Indiana restaurant raises $160,000 after supporting ‘religious freedom’ law

Supporters of an Indiana pizza restaurant that was thrust into the national spotlight after one of its owners said she wouldn’t cater a gay wedding have raised more than $160,000.

Donations for Memories Pizza in Walkerton, Indiana, have poured in to the website gofundme.com on April 2 to help “relieve the financial loss endured by the proprietors’ stand for faith.” The site had collected 5,777 donations totaling $163,621 as of 1:15 p.m. Thursday in New York.

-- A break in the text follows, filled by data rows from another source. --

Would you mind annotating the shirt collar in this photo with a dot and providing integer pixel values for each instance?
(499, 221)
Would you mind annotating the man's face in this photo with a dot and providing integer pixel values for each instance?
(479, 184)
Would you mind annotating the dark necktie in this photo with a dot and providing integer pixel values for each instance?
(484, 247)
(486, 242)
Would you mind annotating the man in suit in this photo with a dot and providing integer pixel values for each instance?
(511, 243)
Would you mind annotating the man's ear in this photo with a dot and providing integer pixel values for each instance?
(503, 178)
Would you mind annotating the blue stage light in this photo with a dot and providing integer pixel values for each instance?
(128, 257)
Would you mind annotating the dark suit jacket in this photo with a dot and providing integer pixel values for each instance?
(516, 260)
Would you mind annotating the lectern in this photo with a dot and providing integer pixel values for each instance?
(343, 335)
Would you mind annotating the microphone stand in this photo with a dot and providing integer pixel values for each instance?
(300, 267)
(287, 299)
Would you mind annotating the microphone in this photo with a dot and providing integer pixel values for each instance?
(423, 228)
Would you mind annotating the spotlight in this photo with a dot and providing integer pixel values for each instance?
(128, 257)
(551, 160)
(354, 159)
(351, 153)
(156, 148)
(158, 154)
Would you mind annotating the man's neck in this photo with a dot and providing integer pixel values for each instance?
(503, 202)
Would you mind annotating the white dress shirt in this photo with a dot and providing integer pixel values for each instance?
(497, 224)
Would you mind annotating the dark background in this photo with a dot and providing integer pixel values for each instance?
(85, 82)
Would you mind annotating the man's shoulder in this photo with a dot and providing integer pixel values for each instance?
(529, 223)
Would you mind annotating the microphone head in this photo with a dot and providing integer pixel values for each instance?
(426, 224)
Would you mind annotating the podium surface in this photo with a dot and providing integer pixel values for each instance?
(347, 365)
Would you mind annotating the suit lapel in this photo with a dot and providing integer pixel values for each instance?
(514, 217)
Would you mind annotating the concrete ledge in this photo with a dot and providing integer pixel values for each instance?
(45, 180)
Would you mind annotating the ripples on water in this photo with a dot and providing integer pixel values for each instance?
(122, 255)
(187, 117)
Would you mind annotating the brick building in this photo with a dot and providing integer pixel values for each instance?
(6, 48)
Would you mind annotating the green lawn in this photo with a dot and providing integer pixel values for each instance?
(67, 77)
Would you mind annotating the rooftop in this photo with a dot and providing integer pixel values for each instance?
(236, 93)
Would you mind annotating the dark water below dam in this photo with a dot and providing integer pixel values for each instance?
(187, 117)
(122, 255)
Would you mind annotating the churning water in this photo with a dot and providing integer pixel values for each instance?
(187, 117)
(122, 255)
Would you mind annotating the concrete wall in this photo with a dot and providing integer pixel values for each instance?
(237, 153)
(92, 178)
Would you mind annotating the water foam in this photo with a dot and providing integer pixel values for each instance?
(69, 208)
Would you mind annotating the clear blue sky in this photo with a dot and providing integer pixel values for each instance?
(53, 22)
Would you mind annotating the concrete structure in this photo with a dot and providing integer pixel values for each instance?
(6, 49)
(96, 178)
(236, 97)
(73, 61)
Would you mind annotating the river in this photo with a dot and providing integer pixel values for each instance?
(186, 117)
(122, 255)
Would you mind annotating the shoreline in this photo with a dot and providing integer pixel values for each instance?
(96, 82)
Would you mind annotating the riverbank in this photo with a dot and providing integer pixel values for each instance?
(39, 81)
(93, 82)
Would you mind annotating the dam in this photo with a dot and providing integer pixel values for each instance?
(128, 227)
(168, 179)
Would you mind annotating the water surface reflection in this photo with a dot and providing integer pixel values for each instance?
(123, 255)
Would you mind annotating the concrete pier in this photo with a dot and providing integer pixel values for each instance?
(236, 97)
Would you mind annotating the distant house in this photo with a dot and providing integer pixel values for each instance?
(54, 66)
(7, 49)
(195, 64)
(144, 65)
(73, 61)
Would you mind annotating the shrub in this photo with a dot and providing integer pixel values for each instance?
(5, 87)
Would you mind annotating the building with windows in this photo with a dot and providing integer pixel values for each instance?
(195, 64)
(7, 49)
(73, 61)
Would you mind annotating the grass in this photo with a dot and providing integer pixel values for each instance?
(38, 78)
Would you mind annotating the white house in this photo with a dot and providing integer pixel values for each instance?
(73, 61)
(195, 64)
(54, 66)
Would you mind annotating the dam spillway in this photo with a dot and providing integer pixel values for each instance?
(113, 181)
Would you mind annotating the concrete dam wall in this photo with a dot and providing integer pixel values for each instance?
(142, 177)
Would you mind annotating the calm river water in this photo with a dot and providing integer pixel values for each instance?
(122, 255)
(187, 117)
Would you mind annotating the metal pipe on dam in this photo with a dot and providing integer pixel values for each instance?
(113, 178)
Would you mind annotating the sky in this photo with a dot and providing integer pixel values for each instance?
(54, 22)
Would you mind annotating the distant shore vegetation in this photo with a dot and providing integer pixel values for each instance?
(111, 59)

Memories Pizza has been criticized since one of its owners, Crystal O’Connor, told a local television station the restaurant wouldn’t cater a gay wedding because of the proprietors’ Christian faith. The comment came in the context of a debate over Indiana’s recently enacted religious-freedom law.

“If a gay couple was to come and they wanted us to bring pizzas to their wedding, we’d have to say ‘no,'” Crystal O’Connor told ABC 57 in South Bend.

The O’Connors have said they wouldn’t refuse to serve gay customers at the restaurant in a town of about 3,000 located roughly 140 miles north of Indianapolis. Kevin O’Connor told TMZ.com that the backlash, including threatening phone calls, had forced the restaurant to close temporarily.